Extending {baguette}’s implementation for SVM’s may be added at a later date but note the backend is currently {ebmc} and the technique differs.

Random Under Sampling (RUS) Bagging with SVMs

# model params --
bagged_svm_spec <- 
  bag_svm_rbf(num_learners = 50, 
              imb_ratio = 1) |> 
  set_mode("classification") |>
  set_engine("ebmc")

# fit --
bag_svm_class_fit <- bagged_svm_spec |> fit(type ~ ., data = corn_train)

# predictions --
preds <- predict(bag_svm_class_fit, corn_grid, "class")
pred_grid <- corn_grid |> cbind(preds)

# plot --
corn_test |>
  ggplot() +
  geom_tile(inherit.aes = FALSE,
            data = pred_grid, 
            aes(x = kernel_size, y = height, fill = .pred_class),
            alpha = .8) + 
  geom_point(aes(x = kernel_size, y = height, color = type, shape = type), size = 3) +
  theme_minimal() +
  labs(title = "RUS Bagging with RBF SVMs",
       subtitle = "corn class prediction") +
  scale_fill_viridis_d() +
  scale_color_manual(values = c("violet", "orange"))

Random Under Sampling with Boosting, RUSBoost with SVMs

# model params --
boost_svm_spec <- 
  rus_boost_svm_rbf(num_learners = 50, 
                imb_ratio = 1) |> 
  set_mode("classification") |>
  set_engine("ebmc")

# fit --
boost_svm_class_fit <- boost_svm_spec |> fit(type ~ ., data = corn_train)

# predictions --
preds <- predict(boost_svm_class_fit, corn_grid, "class")
pred_grid <- corn_grid |> cbind(preds)

# plot --
corn_test |>
  ggplot() +
  geom_tile(inherit.aes = FALSE,
            data = pred_grid, 
            aes(x = kernel_size, y = height, fill = .pred_class),
            alpha = .8) + 
  geom_point(aes(x = kernel_size, y = height, color = type, shape = type), size = 3) +
  theme_minimal() +
  labs(title = "RUS Boosting with RBF SVMs",
       subtitle = "corn class prediction") +
  scale_fill_viridis_d() +
  scale_color_manual(values = c("violet", "orange"))

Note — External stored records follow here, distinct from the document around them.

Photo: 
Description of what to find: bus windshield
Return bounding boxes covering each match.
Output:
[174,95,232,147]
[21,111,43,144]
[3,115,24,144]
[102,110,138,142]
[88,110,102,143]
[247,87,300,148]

Adaptive Boosting, AdaBoost with SVMs

# model params --
adaboost_svm_spec <- 
  ada_boost_svm_rbf(num_learners = 50, 
                imb_ratio = 1) |> 
  set_mode("classification") |>
  set_engine("ebmc")

# fit --
adaboost_svm_class_fit <- adaboost_svm_spec |> fit(type ~ ., data = corn_train)

# predictions --
preds <- predict(adaboost_svm_class_fit, corn_grid, "class")
pred_grid <- corn_grid |> cbind(preds)

# plot --
corn_test |>
  ggplot() +
  geom_tile(inherit.aes = FALSE,
            data = pred_grid, 
            aes(x = kernel_size, y = height, fill = .pred_class),
            alpha = .8) + 
  geom_point(aes(x = kernel_size, y = height, color = type, shape = type), size = 3) +
  theme_minimal() +
  labs(title = "AdaBoosting with RBF SVMs",
       subtitle = "corn class prediction") +
  scale_fill_viridis_d() +
  scale_color_manual(values = c("violet", "orange"))